I'm against dragnet surveillance and all, but comments that are clearly
predatory is a red enough flag that even I start to think it warranted to
escalate step by step, and continue depending on what is found in each step.

Of course, this entirely depends on whether the comments are "oh look at that
sweetie, probably has a nice puss" or just "oh look at that sweetie"
interpreted the wrong way. I'm on the second page of HN comments and read
three linked articles about it, and nobody mentioned what it's all about other
than "predatory comments on videos involving minors".

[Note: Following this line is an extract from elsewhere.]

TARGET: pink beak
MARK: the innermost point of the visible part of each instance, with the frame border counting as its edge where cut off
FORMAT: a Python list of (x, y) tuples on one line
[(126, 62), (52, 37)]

Edit: As expected, Dutch news coverage is more explicit than prudish American.
Example comment is: "$time $camel_emoji toe... Then again at $time". Another
example: "Hi honey baby where r u from??". Last example is just "Love you"
with a bunch of emojis like hearts and presents. Another website mentions the
kids were called "godess" or "barbie". This sounds like it would be
extraordinarily easy to just build a blacklist of words that trigger new
comments to land in a moderation queue (processed either by youtube itself or
by the video owner)... not sure what the difficulty is exactly. It seems
harder to detect kids in videos than to build a blacklist of these comments,
except that the former can be automated and the latter is ongoing moderation
(probably too simple for Google: "if you can't automate it, it can never
scale, so it can never be a solution").

------
post_break
I'd like them to take a look at predatory selling of merchandise to children
next.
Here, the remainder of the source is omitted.